This article was in last Sunday's Parade magazine. Just wanted to pass along this beautiful Southern belle.
Sela Ward's Southern Charm
The stucco patio of the restaurant Orso is one of Sela Ward’s favorite havens in L.A. But today we’re under attack.“Would you prefer to go inside?” she offers, as a breeze blows through the fruit trees overhead, releasing another hailstorm of berries. One pings off the rim of her glass of iced tea. “It’s just that it’s so lovely out here,” she cajoles, her soft voice sweetened with the slightest Mississippi drawl.“Let’s stay,” I concede, as a nut bounces sky-high off my balding pate. How could anyone ever refuse Sela Ward?
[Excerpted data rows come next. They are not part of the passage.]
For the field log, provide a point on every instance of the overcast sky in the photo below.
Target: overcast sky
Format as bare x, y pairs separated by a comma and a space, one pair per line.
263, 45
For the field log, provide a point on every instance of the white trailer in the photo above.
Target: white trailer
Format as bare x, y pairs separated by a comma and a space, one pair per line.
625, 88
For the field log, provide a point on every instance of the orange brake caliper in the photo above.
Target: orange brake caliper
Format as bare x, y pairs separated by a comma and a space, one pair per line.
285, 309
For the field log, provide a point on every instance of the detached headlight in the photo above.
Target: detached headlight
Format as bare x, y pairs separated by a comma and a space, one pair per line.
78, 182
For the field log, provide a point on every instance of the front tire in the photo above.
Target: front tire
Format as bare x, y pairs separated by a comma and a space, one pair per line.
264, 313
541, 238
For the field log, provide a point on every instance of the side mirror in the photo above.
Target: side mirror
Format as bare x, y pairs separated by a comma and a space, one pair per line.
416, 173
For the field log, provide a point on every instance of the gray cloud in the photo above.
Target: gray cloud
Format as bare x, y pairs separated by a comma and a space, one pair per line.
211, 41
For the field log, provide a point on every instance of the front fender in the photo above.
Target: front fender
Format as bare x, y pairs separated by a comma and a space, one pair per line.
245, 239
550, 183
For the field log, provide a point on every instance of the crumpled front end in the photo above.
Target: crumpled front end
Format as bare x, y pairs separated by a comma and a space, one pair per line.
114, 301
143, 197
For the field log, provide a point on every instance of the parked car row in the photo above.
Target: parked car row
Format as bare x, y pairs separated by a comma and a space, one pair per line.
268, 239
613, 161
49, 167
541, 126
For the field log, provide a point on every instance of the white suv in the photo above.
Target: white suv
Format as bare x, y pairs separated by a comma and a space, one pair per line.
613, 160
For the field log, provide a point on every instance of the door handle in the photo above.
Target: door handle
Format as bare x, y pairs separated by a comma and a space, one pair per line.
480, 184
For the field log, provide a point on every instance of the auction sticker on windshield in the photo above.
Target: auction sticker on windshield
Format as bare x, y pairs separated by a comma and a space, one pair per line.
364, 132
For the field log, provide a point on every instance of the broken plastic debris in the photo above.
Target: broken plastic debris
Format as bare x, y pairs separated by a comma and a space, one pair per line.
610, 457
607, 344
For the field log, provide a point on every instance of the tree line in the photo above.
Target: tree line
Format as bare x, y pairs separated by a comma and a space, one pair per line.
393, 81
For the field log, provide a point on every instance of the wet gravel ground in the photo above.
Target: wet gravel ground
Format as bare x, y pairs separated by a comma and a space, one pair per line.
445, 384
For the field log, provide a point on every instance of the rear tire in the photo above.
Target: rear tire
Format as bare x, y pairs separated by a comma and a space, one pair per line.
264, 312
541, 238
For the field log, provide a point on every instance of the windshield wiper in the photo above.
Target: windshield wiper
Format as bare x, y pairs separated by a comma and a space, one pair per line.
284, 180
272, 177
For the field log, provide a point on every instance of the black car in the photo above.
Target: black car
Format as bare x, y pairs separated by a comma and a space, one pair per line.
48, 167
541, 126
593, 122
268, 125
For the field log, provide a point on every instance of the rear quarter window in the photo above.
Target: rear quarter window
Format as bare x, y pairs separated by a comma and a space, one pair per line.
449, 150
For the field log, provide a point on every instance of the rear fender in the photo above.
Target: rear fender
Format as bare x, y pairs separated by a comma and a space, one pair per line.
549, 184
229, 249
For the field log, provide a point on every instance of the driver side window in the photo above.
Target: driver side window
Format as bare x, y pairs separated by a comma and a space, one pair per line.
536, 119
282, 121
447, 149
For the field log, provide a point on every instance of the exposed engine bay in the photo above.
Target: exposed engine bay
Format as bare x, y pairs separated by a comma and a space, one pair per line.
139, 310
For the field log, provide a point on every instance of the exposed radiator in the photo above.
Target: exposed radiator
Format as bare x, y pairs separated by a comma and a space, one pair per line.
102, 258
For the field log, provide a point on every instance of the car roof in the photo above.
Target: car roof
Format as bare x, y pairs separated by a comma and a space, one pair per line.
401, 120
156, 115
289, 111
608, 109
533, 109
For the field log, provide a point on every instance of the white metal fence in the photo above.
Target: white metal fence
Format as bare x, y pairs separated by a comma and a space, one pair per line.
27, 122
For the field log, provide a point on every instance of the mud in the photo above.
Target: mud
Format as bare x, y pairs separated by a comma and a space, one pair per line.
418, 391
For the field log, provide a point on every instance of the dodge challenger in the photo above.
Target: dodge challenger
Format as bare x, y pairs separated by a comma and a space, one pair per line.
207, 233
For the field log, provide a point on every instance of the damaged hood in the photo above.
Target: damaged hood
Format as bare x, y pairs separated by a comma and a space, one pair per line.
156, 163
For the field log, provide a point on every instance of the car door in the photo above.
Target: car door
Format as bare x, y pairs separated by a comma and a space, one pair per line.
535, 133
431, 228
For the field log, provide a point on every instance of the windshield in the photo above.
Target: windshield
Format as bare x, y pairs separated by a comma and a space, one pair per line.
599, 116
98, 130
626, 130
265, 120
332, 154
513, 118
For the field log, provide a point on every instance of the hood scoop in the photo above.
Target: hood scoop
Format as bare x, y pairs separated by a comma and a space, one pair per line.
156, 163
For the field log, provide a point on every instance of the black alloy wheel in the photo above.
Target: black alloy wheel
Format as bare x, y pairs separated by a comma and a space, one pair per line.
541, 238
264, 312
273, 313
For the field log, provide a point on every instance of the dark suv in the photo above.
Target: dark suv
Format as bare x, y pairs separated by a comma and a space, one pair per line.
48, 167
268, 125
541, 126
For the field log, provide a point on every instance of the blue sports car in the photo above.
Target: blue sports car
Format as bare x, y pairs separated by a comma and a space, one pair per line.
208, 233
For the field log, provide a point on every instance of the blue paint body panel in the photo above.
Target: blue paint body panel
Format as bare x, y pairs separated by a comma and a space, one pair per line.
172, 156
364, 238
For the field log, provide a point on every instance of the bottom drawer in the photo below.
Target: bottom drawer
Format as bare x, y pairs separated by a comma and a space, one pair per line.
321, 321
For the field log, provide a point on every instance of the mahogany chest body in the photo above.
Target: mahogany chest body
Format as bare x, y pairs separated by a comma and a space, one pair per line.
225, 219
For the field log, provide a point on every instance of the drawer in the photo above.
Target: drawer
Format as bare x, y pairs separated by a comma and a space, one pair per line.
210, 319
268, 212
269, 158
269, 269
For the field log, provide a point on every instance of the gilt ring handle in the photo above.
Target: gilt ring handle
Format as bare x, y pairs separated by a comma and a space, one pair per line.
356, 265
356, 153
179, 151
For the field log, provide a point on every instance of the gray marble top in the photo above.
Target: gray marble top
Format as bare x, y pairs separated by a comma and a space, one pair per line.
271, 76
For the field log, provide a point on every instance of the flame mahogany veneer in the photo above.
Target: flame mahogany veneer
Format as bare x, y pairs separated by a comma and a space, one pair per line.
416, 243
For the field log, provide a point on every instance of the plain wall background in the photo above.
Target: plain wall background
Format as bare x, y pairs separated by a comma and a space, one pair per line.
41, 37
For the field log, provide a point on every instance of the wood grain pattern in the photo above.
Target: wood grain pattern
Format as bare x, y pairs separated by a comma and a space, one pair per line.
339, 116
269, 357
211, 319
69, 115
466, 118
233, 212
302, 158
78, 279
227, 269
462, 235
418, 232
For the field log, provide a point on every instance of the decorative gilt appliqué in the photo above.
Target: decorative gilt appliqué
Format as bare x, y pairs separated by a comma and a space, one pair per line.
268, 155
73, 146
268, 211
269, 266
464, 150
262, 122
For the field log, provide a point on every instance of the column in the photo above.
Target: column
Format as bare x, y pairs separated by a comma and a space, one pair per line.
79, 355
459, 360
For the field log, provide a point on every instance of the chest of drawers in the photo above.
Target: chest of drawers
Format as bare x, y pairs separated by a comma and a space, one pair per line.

A rare combination of Southern charm and Northern grit—you don’t win two Emmys for two separate hit TV series (Sisters and Once and Again) by hiding your light under a bushel—Ward, 53, sits back in a black T-shirt and jeans and luxuriates in the beauty of the garden. With a new movie co-starring Dylan Walsh and Penn Badgley due out Oct. 16—a remake of the 1987 thriller The Stepfather—and half a dozen other projects in the works, Ward doesn’t get much downtime.“I was such a late bloomer, I’ve had to do a lot of catching up my whole life,” she says. By “late,” she means 27, when she moved to L.A. to start acting. Ward had first headed to New York to work in advertising, then quickly segued to modeling, which she credits with giving her a lifesaving skill in Hollywood: “I got very well-prepared for rejection,” she says. “You’d walk in one door and the photographer would say, ‘Oh, my God, you’re fabulous,’ and you’d walk in the next and they’d say, ‘Uh, thanks very much’—and that would happen three or four times in only one day. I developed a thick skin early on.” Yet, try as she might, the girl still comes across as sensitive and refined.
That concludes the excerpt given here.